Mais avec le végétal, tout a vraiment commencé en 1998, je suis arrivée en Gironde dans une maison à la campagne avec un vaste jardin et j’ai vu surgir partout des lunaires : la métamorphose de la plante du printemps à l’été m’a fasciné : je l’ai beaucoup observé, cueillie. J’ai écrit sur elle, puis j’ai commencé à façonner des objets avec les différentes parties qui la composaient : graines, siliques.

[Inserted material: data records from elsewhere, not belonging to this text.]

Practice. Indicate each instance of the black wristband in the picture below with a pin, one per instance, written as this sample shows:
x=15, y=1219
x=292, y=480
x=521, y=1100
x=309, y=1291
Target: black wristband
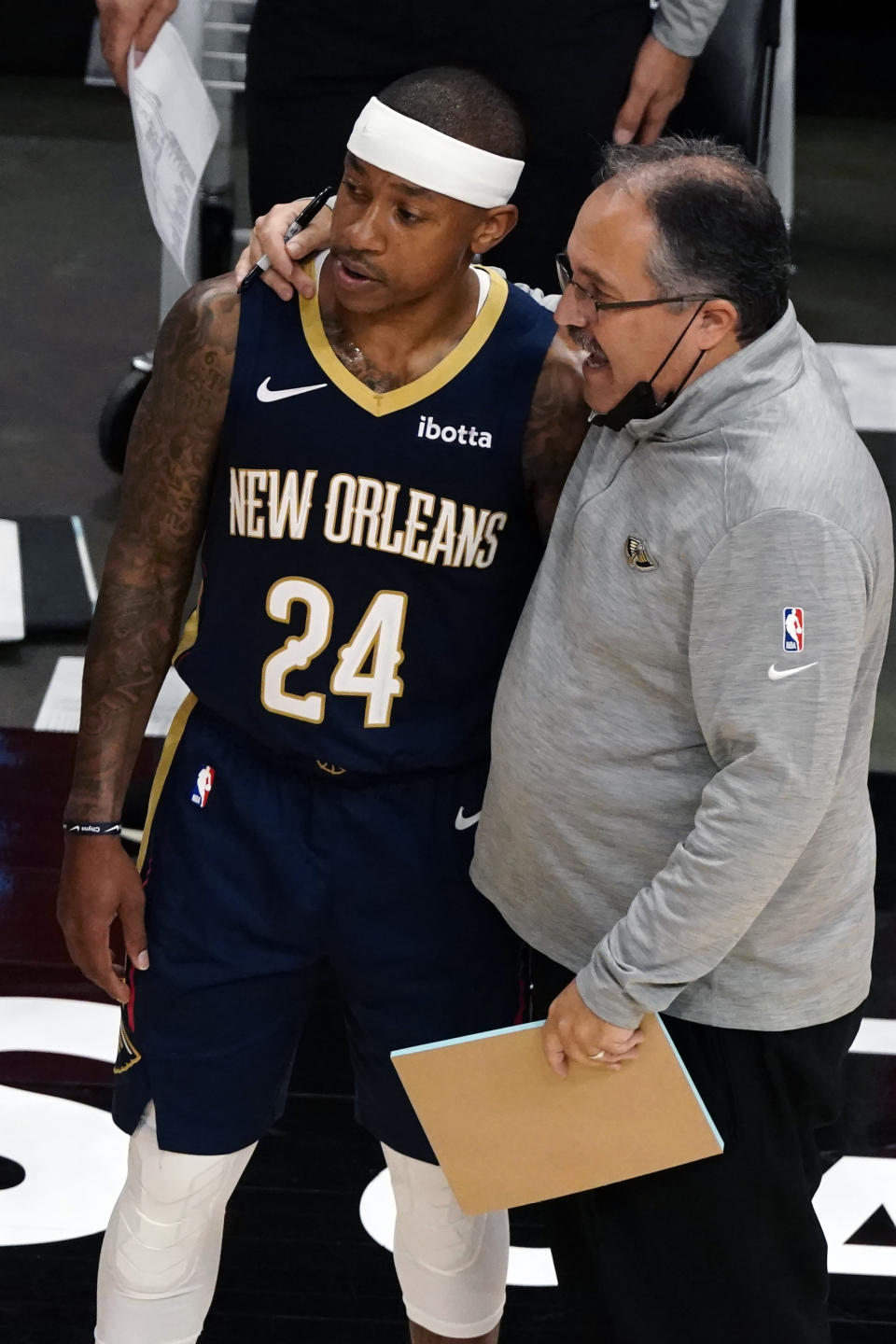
x=91, y=828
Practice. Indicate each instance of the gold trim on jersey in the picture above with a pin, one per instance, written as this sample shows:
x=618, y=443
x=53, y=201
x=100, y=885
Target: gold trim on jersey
x=191, y=628
x=172, y=742
x=383, y=403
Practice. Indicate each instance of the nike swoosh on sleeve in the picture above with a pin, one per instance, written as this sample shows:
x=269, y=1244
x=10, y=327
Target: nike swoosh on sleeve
x=778, y=674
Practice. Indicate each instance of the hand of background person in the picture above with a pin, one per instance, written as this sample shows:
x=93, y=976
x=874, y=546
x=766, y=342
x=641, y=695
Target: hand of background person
x=572, y=1031
x=285, y=274
x=100, y=885
x=658, y=84
x=125, y=23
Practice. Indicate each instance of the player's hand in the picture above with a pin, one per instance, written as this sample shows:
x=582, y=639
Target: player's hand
x=572, y=1031
x=285, y=274
x=100, y=885
x=129, y=21
x=658, y=84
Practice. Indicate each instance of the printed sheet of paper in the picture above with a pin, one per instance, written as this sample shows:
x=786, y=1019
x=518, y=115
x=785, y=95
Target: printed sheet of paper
x=176, y=129
x=61, y=708
x=508, y=1130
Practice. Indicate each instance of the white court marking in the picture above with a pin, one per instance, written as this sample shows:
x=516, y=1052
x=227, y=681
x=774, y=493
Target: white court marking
x=12, y=613
x=73, y=1155
x=76, y=1159
x=868, y=378
x=61, y=707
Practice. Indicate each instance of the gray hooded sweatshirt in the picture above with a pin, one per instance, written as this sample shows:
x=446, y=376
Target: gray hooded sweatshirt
x=678, y=806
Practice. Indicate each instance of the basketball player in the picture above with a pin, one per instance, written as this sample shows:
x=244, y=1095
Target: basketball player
x=366, y=468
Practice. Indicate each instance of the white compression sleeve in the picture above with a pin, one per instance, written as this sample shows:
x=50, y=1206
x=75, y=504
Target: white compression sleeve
x=452, y=1267
x=160, y=1254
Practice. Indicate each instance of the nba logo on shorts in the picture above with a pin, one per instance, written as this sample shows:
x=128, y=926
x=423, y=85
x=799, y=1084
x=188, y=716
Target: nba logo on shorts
x=792, y=629
x=204, y=781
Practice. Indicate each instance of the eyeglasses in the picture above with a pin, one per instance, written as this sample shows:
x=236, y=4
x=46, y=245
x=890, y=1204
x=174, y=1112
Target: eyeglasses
x=565, y=275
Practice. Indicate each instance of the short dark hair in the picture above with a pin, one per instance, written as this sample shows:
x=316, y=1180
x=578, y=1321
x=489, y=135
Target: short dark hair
x=461, y=104
x=719, y=226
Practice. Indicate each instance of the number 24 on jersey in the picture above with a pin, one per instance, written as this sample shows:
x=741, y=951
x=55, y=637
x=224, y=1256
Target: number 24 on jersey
x=367, y=665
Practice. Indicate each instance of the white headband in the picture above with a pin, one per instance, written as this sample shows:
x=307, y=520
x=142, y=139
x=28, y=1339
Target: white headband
x=398, y=144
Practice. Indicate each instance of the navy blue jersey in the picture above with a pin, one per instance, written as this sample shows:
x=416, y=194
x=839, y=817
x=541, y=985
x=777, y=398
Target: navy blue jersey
x=367, y=554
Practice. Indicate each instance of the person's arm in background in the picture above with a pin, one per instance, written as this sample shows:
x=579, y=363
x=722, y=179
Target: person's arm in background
x=679, y=31
x=125, y=23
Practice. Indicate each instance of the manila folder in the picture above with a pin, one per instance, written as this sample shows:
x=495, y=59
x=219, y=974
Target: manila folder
x=508, y=1130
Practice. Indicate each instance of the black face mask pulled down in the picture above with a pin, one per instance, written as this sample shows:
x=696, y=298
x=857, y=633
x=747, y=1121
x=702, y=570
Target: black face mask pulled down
x=641, y=402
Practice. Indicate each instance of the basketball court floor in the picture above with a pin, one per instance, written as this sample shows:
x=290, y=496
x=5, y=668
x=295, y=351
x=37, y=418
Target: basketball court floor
x=305, y=1254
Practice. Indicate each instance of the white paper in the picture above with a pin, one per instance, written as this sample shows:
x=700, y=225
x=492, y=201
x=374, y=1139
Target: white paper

C’est la suite de l’aventure avec le végétal…depuis Giverny… J’avais rencontré quelques années auparavant un érudit collectionneur fabuleux qui m’a fait confiance et qui m’a encouragé à créer en me proposant des résidences au sein de sa fondation à Jarnac puis à Gijon (Asturies) : Pour Artransmedia 2002, j’ai distribué pour la première fois de petites enveloppes blanches contenant des graines de lunaires et instauré un protocole pour un troc planétaire grâce à la fondation D.A.N.A.E (Diffusion Attitudes Art Actuel Europe) et Acindino Quesada à qui je dois beaucoup.
En 1999 j’enseignais au collège et au lycée et depuis 20 ans je suis professeure à l’université de Bordeaux et souvent je suis comme le lapin blanc… de Lewis Caroll.


- Pensez-vous que les carottes sont cuites ?


- Je ne suis pas fataliste, mais je cherche à être informée pour mesure l’ampleur de la catastrophe. Je fais confiance à la minorité agissante et j’agis à ma petite échelle en exposant, en rencontrant, en écrivant, en provoquant !


- Avez-vous un cœur d’artichaut ?


- Pour les animaux : je résiste difficilement au passage d’un lépidoptère, d’un chat, au chant du merle et à l’audace du rouge-gorge, je rêverais de pouvoir suivre la migration des grues… et avec les plantes : tailler, élaguer m’est difficile…


- Est-ce vraiment dans les vieilles marmites qu’on fait les meilleures soupes ?


- Le meilleur couscous que j’ai mangé au Maroc était fait de beurre rance !
Je suis curieuse des saveurs, des parfums et toujours à la recherche des liens insolites à provoquer. J’ai une « addiction » aux coquelicots, aux pâquerettes, à la mélisse, au sureau, au robinier…que je cueille pour les cuisiner ou pour les faire sécher : formes, parfums, saveurs, couleurs : je n’y résiste pas !


- Et la cerise sur le gâteau ?


- Quand je prépare une exposition, comme pour Alice aux Pays des merveilles, le présent se mêle au rêve !


- Le mot de la faim ?


- « Tu ne seras jamais perdue si tu suis la graine qui a été semée » proverbe aborigène.

Cécile Hartl, La Saimeuse

à Eysines Maison Atelier Jardins des Attentions, le 6/05/23 modifié en février 2024.